И что погубило меня? Была ли во мне какая-нибудь страсть,
Я думал, что близость смерти освежает, возвышает душу; 1/4 часа меня не будет, и ничего, я также вижу, также слышу, также думаю. Та же странная непоследовательность, шаткость и легкость в мыслях, которая так противоположна тому единству ясности,
Я слыхал и читал, что самоубийцы со страхом ожидают решительной минуты. Я — напротив: я хладнокровно обдумываю, боюсь только ошибиться: не найти в будущей жизни того, что я ожидаю. Но лучшее, что я могу ожидать, это чтобы за гробом не было меня, чтобы я мог убить свою душу.
* № 5 (II ред.).
Мне сказали, что смешно жить монахом, я отдал цвет своей души — невинность — развратной женщине. Я целовал ее и её руки. Меня оскорбили, я вызвал на дуэль. Мне сказали, что у меня нет совести, что я хочу красть, но это не стоило того, чтобы сердиться. Человек, который сказал мне это, сам был подлец; стало-быть это ничего, тем более, что он сказал мне: виноват. — Мне мало было этого: — я думал, что я вполне удовлетворил требованиям благородства, что это забудется. (Как будто унижение, подлость, зло забывается когда-нибудь. Ежели бы умерла та продажная женщина, которую я целовал, люди, которые оскорбили меня и видели мое унижение, — я часто желал этого — разве
Я дошел до того, что маркер оскорбил меня, и я унижался перед ним. Тогда только я опомнился на минуту и увидал возможность другой жизни, исход из грязной ямы, в которой я жил и искал счастья. —
Меня не остановила гибель лучшего чувства души, любви, которую я растратил на развратную женщину, а грубость маркера. Доказательство, что нет уж во мне ничего благородного, остались подлость, тщеславие. ―
* № 6 (II ред.).
Мне остается пять минут до смерти, и вопросы о том, будет ли жизнь за гробом или нет и — сыграть ли мне еще партию с Петрушкой? — с одинаковою силою представляются моему уму... Непостижимое, неестественное создание — человек!.............
Кто сказал, что самоубийство неестественный и противозаконный поступок? Сознание моей погибели и моральные страдания, все равно, только дольше, убили бы меня. Отчего же не дурно убить себя моральными страданиями, а дурно убить пулей? Разве не все равно, и разве не могли моральные страдания дойдти до такой степени, что я не мог не убить себя.
Во всяком страдании есть моменты облегчения; тут я никогда не терял сознания своей погибели. — Я страдаю безъостановочно, невыносимо. Ежели бы душа могла без посредства тела уничтожить себя, я давно не существовал бы уже.

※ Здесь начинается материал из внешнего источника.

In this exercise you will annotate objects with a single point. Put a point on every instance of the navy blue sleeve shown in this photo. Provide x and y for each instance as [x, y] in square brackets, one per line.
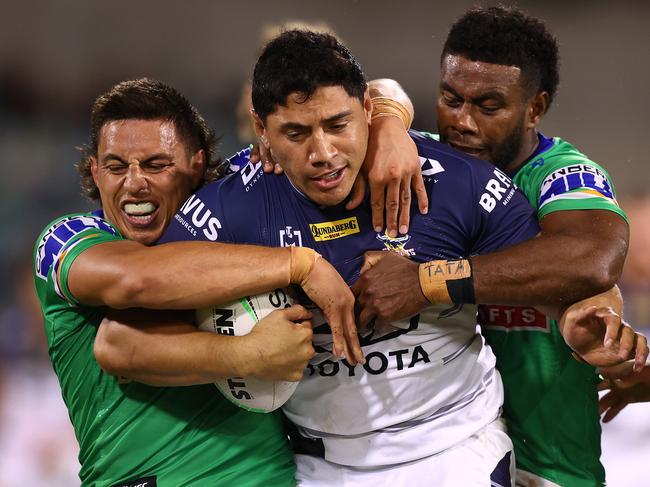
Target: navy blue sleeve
[226, 210]
[504, 216]
[473, 204]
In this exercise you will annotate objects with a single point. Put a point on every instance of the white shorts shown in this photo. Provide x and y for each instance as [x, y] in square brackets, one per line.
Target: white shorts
[484, 459]
[527, 479]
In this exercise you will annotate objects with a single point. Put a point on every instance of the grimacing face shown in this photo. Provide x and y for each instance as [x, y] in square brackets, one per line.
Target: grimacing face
[321, 142]
[144, 172]
[484, 111]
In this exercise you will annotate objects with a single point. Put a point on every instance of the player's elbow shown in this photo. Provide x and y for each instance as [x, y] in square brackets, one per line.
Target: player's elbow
[129, 291]
[111, 356]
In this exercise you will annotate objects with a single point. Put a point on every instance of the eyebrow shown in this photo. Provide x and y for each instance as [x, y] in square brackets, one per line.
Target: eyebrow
[114, 157]
[488, 95]
[298, 126]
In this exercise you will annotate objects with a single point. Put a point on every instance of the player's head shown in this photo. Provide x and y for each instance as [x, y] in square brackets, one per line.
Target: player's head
[312, 110]
[149, 149]
[499, 75]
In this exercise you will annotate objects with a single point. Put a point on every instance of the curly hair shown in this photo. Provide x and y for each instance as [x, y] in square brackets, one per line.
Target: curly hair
[301, 61]
[506, 35]
[148, 99]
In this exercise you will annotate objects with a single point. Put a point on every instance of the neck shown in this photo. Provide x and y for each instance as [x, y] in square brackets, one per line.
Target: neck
[528, 146]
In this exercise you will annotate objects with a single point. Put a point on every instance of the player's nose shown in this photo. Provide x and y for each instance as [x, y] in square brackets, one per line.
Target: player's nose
[136, 180]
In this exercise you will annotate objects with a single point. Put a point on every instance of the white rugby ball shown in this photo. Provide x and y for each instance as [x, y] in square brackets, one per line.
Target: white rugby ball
[238, 318]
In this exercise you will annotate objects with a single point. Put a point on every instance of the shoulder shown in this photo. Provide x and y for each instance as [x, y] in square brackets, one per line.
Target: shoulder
[61, 234]
[451, 169]
[221, 207]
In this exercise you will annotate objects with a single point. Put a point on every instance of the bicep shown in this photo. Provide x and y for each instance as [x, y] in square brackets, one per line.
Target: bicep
[604, 229]
[98, 273]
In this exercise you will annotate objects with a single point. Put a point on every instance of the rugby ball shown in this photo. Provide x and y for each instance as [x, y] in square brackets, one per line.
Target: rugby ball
[238, 318]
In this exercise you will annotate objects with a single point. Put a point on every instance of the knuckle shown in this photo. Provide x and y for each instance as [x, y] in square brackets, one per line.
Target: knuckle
[392, 204]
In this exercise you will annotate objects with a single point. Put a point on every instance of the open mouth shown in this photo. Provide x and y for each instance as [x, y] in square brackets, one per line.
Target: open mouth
[329, 180]
[139, 214]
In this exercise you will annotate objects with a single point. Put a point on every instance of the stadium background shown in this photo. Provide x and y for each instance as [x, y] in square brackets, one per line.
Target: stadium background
[55, 57]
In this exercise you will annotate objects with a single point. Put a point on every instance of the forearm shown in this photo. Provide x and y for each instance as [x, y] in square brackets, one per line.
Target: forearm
[578, 254]
[178, 275]
[388, 88]
[174, 354]
[611, 298]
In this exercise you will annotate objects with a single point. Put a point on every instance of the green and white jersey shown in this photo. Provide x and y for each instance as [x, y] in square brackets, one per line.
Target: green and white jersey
[551, 403]
[131, 433]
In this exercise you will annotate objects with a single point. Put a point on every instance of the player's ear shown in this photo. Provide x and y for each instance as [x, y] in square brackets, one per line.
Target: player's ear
[93, 168]
[197, 167]
[260, 130]
[537, 107]
[367, 104]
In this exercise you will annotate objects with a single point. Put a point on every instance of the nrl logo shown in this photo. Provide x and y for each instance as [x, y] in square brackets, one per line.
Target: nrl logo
[396, 244]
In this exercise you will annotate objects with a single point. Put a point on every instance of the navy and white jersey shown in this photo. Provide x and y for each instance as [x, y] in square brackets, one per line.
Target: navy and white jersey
[429, 382]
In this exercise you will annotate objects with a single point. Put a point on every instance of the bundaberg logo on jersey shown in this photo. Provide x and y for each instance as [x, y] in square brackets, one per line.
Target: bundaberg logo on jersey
[333, 230]
[59, 234]
[396, 244]
[512, 318]
[195, 216]
[290, 237]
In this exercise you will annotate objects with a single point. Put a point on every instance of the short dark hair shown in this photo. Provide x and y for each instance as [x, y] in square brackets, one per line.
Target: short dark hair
[148, 99]
[508, 36]
[301, 61]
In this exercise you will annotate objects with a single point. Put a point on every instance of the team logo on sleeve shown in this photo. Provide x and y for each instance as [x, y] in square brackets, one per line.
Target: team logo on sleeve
[333, 230]
[290, 237]
[58, 236]
[498, 189]
[239, 160]
[396, 244]
[250, 174]
[579, 181]
[430, 167]
[512, 318]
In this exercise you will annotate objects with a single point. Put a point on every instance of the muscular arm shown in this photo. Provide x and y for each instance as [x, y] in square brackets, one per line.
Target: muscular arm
[179, 275]
[578, 254]
[163, 349]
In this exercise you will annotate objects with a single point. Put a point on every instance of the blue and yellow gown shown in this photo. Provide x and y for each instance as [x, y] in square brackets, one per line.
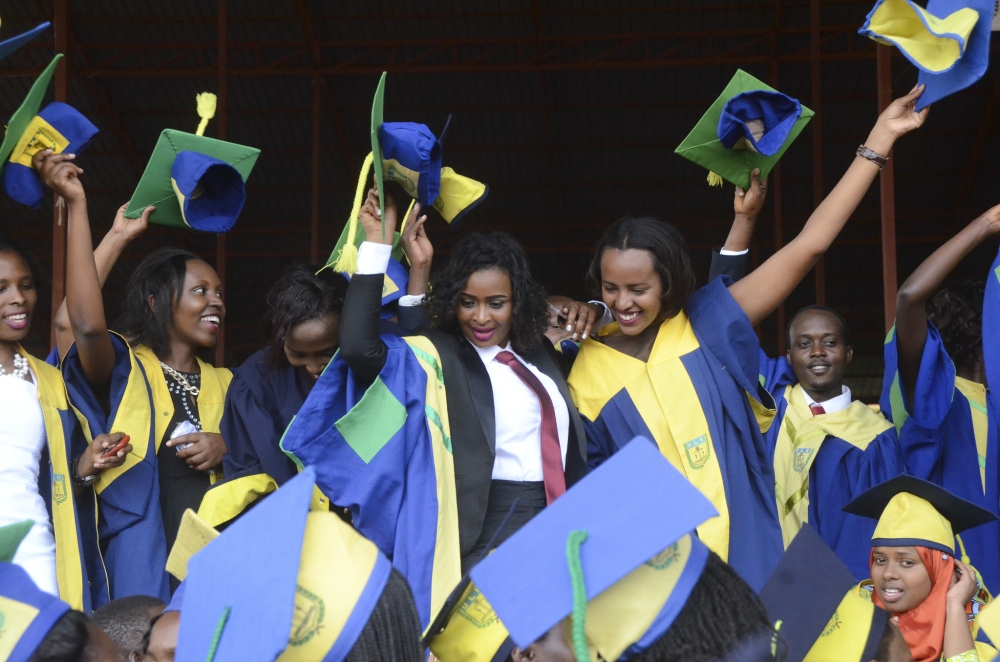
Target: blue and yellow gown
[80, 574]
[822, 462]
[698, 396]
[949, 436]
[130, 523]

Я не чувствую ни малейшего страха смерти, я боюсь только ошибиться, боюсь найти будущую жизнь с воспоминаниями и раскаянием. — Ежели бы я знал, что вместе с телом, я убиваю совсем, навсегда свою душу, рука бы моя не дрогнула. —
* № 7.
Когда я опомнился после тяжелой минуты унижения, я пробовал опять ездить в свет, куда меня принимали еще. И никогда не забуду тяжелого и вместе отрадного впечатления, которое произвел на меня его ошибочный взгляд на мое положение. Княгиня Ртищева сказала мне: тебя надо представить Графине В..... ты непременно будешь от нее без ума. И, надеюсь, она будет этому очень рада иметь лишнего угодника такого как ты, a ведь ничто так не формирует молодёжь... Князь Воротынцов спросил у меня, как вещь самую обыкновенную, хочу ли я быть представленным ко двору? — Они верно не могли вообразить, что человек, с которым они говорили, существо уже сошедшее до последних
Я пробовал перечитывать то, что прежде давало какое-то сотрясение моей душе и вызывало благородные мысли; я только плакал над самим собой, над воспоминанием о всем том, что я потерял. — Я пробовал распределение дня, как делывал в старину; но ничто не занимало меня, и определения воли, основанные на воспоминаниях, а не на наклонностях, были бессильны. — Я пробовал снова вести франклиновский журнал пороков и каждый вечер рассматривать свои поступки и объяснять себе причины тех, которые были дурны. «Тщеславие, лен, тщеславие».